Jujur, Anjani langsung was-was. Ada dua kemungkinan, kedatangan Joanna kemari karena memang ingin memeriksakan kandungannya, atau ada alasan lain yang lebih penting daripada itu. Tapi, jika Joanna memang tengah hamil, harusnya dia datang kemari bersama Bastian kan?

"Dia beneran sendiri, Ev?" Tanya Anjani memastikan.

"Kata Murti sih sendirian, Dok. Nggak ada Dokter Bastian di luar." Jawab Eva, yang terlihat ikut khawatir dengan kemunculan istri sah. Eva pemengang kartu antara dirinya dengan Bastian. Dulu, saat belum pindah ke apartemen,  selalu menggunakan identitas Eva untuk memesan kamar hotel. "Gimana, Dok?"
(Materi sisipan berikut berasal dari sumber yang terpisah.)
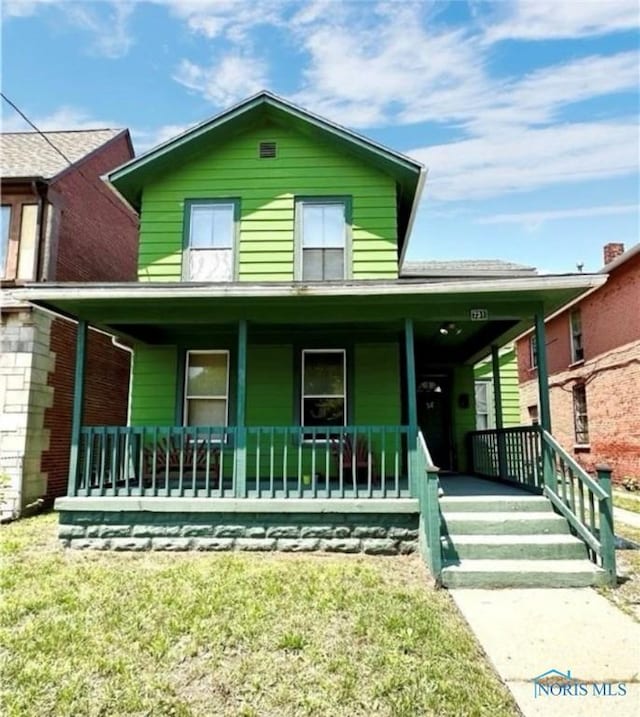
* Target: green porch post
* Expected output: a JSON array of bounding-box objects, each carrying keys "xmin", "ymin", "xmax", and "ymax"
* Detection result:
[
  {"xmin": 535, "ymin": 311, "xmax": 558, "ymax": 493},
  {"xmin": 491, "ymin": 346, "xmax": 507, "ymax": 478},
  {"xmin": 67, "ymin": 321, "xmax": 87, "ymax": 495},
  {"xmin": 235, "ymin": 319, "xmax": 247, "ymax": 498},
  {"xmin": 404, "ymin": 319, "xmax": 426, "ymax": 496}
]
"Kurang berapa pasien lagi sih?" Jika tujuan kemunculan Joanna karena Bastian, otomatis nanti akan terjadi keributan yang tidak bisa dihindari.

"Masih kurang lima orang lagi, Dok. Apa dipanggil paling terakhir saja ya, Dok? Takutnya nanti ...."
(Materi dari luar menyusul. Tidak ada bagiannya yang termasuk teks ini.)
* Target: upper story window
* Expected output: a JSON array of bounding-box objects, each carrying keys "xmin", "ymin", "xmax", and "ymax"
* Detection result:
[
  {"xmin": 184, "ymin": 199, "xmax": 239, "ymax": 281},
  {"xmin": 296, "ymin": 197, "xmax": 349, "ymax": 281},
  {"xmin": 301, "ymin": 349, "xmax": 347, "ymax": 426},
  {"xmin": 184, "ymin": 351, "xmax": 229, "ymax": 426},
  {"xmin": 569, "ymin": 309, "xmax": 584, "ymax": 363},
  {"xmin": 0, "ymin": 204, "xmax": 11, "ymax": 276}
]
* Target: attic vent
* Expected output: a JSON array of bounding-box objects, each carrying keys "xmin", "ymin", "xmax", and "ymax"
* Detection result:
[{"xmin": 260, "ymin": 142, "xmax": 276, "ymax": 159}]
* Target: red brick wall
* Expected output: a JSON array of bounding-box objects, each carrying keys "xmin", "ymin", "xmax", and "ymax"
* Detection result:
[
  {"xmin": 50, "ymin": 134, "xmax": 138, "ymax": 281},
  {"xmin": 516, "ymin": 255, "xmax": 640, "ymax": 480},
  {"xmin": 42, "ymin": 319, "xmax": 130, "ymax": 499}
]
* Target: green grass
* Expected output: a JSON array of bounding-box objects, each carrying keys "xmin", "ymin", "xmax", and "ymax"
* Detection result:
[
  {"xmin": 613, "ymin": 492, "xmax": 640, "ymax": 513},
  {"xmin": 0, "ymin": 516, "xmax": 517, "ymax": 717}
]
"Jangan! Panggil aja sekarang!" Putus Anjani. Akan ia hadapi apapun risikonya.

"Jani, lama amat sih?!" Seru Joanna begitu masuk ke dalam ruangannya. "Perasaan yang sebelum aku sudah keluar dari tadi, kok aku nggak dipanggil-panggil." Lanjutnya protes. Sepertinya, tujuan Joanna datang kemari bukan seperti yang dipikirkan Anjani. Sepupunya itu tetap ramai seperti biasanya, dan tidak menunjukkan tampang dendam padanya.
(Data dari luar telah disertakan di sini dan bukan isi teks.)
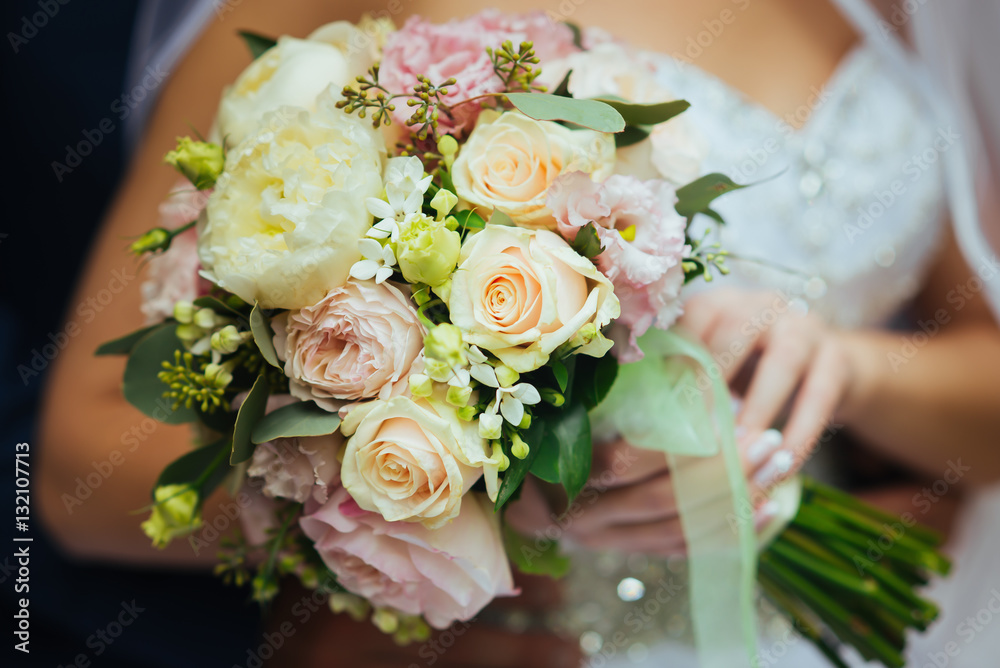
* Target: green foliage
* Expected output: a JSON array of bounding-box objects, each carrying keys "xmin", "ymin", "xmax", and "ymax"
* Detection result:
[
  {"xmin": 251, "ymin": 401, "xmax": 340, "ymax": 443},
  {"xmin": 122, "ymin": 324, "xmax": 198, "ymax": 424},
  {"xmin": 506, "ymin": 93, "xmax": 625, "ymax": 132},
  {"xmin": 229, "ymin": 374, "xmax": 271, "ymax": 465},
  {"xmin": 239, "ymin": 30, "xmax": 278, "ymax": 60},
  {"xmin": 503, "ymin": 525, "xmax": 570, "ymax": 578}
]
"Sori, Jo. Baru kelar dari toilet." Anjani terpaksa berbohong.

"Jan, aku telat! Bastian belum ngerti nih. Nanti aja deh, aku kasih tahu dia. Setelah selesai periksa dan memastikan aku beneran hamil." Joanna sudah menempatkan dirinya di hospital bed. Eva membantu menurunkan rok Joanna hingga di bawah pinggang dan menaruh gel di atas perut. "Tapi anehnya kehamilan kali ini aku nggak ngerasain mual sama sekali, Jan. Beda pas hamil kembar dulu. Luar biasa banget perjuangannya. Tiap hari muntah cobak."

Tatapan Anjani berfokus pada layar monitor kala sebuah alat digerakkan di perut Joanna. "Tunggal." Katanya singkat. Entah kenapa, rasanya sulit sekali menguasai rasa terkejut ini.

"Masih kecil banget ya?" Tanya Joanna ikut mengamati benda di depannya.

"Iya, wong masih sepuluh minggu." Jawab Anjani sembari melepas sarung tangan dan beralih ke kursi kerja. "Aku kasih vitamin dan obat penguat janin." Tidak seperti Joanna yang terlihat antusias dengan kehamilannya, Anjani justru merasa sebaliknya. Perasaan kesal lebih mendominasi batinnya.

Bastian sering mengeluhkan tentang Joanna yang sibuk mengurus anak sampai harus mengabaikan suaminya. Tapi, pada kenyataannya sekarang, belum genap usia dua tahun anak pertama mereka, tapi Joanna sudah hamil lagi. Suatu bukti bahwa hubungan Basti dan Joanna rukun-rukun saja.

"Kamu kelihatan capek gitu sih, Jan! Ambil cuti lah, sekali-kali. Nggak bakal kok rumah sakit ngelarang. Limpahin urusan pasienmu ke dokter kandungan yang lain." Pesan Joanna sebelum keluar dari ruangannya. Anjani tidak bisa mengendalikan wajah sinisnya.